Диана долго мучилась, разглядывая снимки, но в конце концов заявила примерно то же, что и Матвеев: дама на снимках выглядит свежее, намного моложе и привлекательнее, чем в жизни. Та, которая спускалась по лестнице, показалась ей то ли пьяной, то ли больной… И уж конечно, не такой молодой.
– Я не обратила внимания, была она накрашена или нет… В подъезде не такой уж яркий свет, а время было позднее, и я так устала, что глаза просто не смотрели, – задумчиво протянула Диана. – Конечно, косметикой и переменой прически можно многого достичь… И все-таки не знаю, та женщина это или нет. Чересчур много перемен. И стиль одежды другой, и прическа, словом – все, все…

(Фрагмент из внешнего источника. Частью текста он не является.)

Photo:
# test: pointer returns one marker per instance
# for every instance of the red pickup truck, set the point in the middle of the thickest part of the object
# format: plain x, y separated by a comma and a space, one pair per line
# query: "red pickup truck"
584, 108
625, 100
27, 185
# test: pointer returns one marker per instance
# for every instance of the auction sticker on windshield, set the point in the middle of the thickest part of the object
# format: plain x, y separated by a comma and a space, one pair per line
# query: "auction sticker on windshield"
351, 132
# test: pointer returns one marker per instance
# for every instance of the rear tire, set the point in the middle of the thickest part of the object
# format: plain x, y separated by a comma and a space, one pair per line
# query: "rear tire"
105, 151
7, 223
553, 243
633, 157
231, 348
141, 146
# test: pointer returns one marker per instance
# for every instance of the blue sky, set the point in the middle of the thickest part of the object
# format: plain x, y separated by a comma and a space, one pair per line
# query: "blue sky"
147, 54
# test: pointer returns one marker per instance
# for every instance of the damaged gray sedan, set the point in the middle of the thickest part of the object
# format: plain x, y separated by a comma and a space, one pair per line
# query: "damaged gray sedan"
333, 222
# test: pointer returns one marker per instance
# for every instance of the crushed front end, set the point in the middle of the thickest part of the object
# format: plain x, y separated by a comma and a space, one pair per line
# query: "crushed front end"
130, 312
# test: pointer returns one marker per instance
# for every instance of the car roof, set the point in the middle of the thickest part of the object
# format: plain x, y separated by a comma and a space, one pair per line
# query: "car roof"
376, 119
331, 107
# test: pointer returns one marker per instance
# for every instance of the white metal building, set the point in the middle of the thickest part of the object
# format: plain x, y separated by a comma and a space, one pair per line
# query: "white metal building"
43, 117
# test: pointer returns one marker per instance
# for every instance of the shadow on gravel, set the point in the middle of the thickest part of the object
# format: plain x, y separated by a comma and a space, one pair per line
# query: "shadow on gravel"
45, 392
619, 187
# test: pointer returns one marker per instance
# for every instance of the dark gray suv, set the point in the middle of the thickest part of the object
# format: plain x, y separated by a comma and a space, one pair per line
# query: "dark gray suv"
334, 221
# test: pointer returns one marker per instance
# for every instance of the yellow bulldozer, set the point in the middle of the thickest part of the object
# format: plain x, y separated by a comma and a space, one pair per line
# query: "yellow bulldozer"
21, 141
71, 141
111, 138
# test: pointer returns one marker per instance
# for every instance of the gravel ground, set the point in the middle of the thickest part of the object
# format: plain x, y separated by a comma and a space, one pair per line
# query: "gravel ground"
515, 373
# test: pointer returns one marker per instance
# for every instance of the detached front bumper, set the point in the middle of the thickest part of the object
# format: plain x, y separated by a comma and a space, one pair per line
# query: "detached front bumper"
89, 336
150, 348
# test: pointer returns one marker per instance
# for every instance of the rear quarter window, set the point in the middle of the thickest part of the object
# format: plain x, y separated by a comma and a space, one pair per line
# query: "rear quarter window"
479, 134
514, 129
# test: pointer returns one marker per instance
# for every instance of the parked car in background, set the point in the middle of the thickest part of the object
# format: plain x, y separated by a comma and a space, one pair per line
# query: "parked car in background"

Она тоже запомнила, как была одета дама, спускавшаяся по лестнице. Описала ее пальто, грубые ботинки, гладкую прическу, бежевый, крупной вязки шарф… И этот мимолетный взгляд – одновременно равнодушный и настороженный, который дама бросила на них, когда они с Аллой посмотрели в ее сторону.
– Нет, она была трезвая, – решительно сказала Диана. – Просто шла как-то странно. Может, из-за пальто. Оно было очень узкое.
– У нее было что-нибудь в руках?
Диана попыталась вспомнить, но в конце концов смогла утверждать одно – ничего крупногабаритного дама с собой не несла. Если что и было, то обычная дамская сумка на плече или в руке.
Следователь и сам обратил внимание на некоторые странности в этих показаниях. Если бы он выслушал одного Матвеева, то просто решил бы, что парень крутит. Но эти новые свидетельницы – настоящий подарок судьбы. И у них-то не было никаких причин выкручиваться, он же не налоговый инспектор. Если допустить, что они видели в час ночи спускающуюся Васильковскую, то она, конечно, очень изменилась за три с половиной часа, со времени своего прошлого визита. Ведь Валентина Георгиевна описывала элегантную женщину в собольей шубке, накрашенную, ухоженную, с другой прической, в другой обуви. А в час ночи Васильковская выглядела куда более невзрачно. Зачем она переоделась и стерла косметику? Чтобы ее не опознали? Чтобы Екатерина Корзухина не узнала ее, поглядев в глазок, и снова впустила в квартиру?